The LGM climate model suggests that the Sudanian savannah, the main habitat of P. biglobosa, existed throughout glacial periods but the original area of the species during the LGM was restricted to suitable habitats along a narrow belt across West Africa and to potential refugia in CA (Figure 6). During the postglacial period, the different populations likely experienced an increase in their range due to an expansion of suitable habitat. This is in line with our ABC simulations showing that an expansion of the gene pool has the highest posterior probability (Supplemental Material 2—ABC). The species is adapted to savannah conditions and might have moved southward, toward the Equator, accompanying the retreat of Guineo-Congolian vegetation in drier periods, and then again moved northwards during wetter periods. Based on a generally accepted hypothesis regarding Pleistocene vegetation changes in Africa, we would expect a wider distribution of savannah species during glacial periods, but this case is not supported by our niche modeling approach, which suggests, on the contrary, a narrower distribution of P. biglobosa’s range during the glacial maxima, without a trace of latitudinal range shift (Figure 6). This discrepancy highlights gaps in current understanding of the dynamics in sub-Saharan tree species range shifts during the Pleistocene.

The available information supports the hypothesis that the range of the savannah biome extended as a continuous band from Western to Eastern Africa during the LGM and was characterized by features limiting migration. Lake Chad expanded to more than 350000 square kilometres during the Holocene, from 11000 to 5000 years ago (Schuster et al. 2005). Some authors hypothesized that it may have represented a large geographical barrier, isolating western and eastern African populations of baobab (A. digitata) (Leong Pock Tsy et al. 2009) and gum Arabic tree (A. senegal) (Odee et al. 2012). However, the expansion of Lake Chad occurred over a relatively short period and might not have been sufficient to cause strong genetic differentiation.

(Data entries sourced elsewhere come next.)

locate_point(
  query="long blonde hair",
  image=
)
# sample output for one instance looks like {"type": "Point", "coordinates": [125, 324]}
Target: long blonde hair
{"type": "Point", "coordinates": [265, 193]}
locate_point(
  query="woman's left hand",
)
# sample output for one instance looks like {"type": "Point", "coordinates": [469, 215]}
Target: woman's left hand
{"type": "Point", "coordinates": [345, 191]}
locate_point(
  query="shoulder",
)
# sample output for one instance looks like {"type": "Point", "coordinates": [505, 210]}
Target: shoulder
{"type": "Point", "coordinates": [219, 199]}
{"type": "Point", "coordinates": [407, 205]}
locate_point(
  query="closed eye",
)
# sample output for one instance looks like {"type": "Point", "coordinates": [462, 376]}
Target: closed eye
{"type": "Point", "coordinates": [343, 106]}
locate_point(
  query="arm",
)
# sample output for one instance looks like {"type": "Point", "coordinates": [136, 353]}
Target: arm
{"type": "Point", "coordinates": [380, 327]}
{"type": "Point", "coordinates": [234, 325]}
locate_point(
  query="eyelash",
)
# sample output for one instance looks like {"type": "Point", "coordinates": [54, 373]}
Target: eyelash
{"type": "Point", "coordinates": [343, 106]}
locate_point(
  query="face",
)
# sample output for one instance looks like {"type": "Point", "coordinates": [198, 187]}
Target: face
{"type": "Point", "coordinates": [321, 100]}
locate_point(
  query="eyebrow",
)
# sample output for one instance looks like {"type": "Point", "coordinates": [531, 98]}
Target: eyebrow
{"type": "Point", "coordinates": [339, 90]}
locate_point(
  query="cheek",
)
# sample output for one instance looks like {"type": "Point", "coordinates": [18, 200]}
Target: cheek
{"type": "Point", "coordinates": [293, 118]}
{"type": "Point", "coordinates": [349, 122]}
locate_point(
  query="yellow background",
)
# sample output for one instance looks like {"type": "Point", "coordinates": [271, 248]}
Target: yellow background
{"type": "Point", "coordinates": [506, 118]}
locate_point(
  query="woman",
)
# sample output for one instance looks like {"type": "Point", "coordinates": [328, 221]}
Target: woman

It is more likely that the Adamawa Plateau, with an average elevation of 1000 m above sea level (the highest peak is 2650 m), represented a significant genetic barrier for P. biglobosa. Allal et al. (2011) have already suggested that these highlands, which form a barrier in Cameroon between the forested south and the northern savannah, may have contributed to the speciation of the shea tree (V. paradoxa) into 2 subspecies, paradoxa in the west and nilotica in the east. On the other end of West Africa, the Guinea Highlands could have represented a significant barrier and may have affected the gene pool of P. biglobosa, whose tree density is known to decline at elevations above 1000 m (Hall et al. 1997). These highlands extend from the southern Fouta Djallon highlands through South-Eastern Guinea, Northern Sierra Leone, Liberia, and North-Western Ivory Coast, with an altitude between 300 and 500 m (the highest peak is 1945 m). Our results (Figure 2) point to the Guinea Highlands as a potentially more significant genetic barrier than the Adamawa Plateau.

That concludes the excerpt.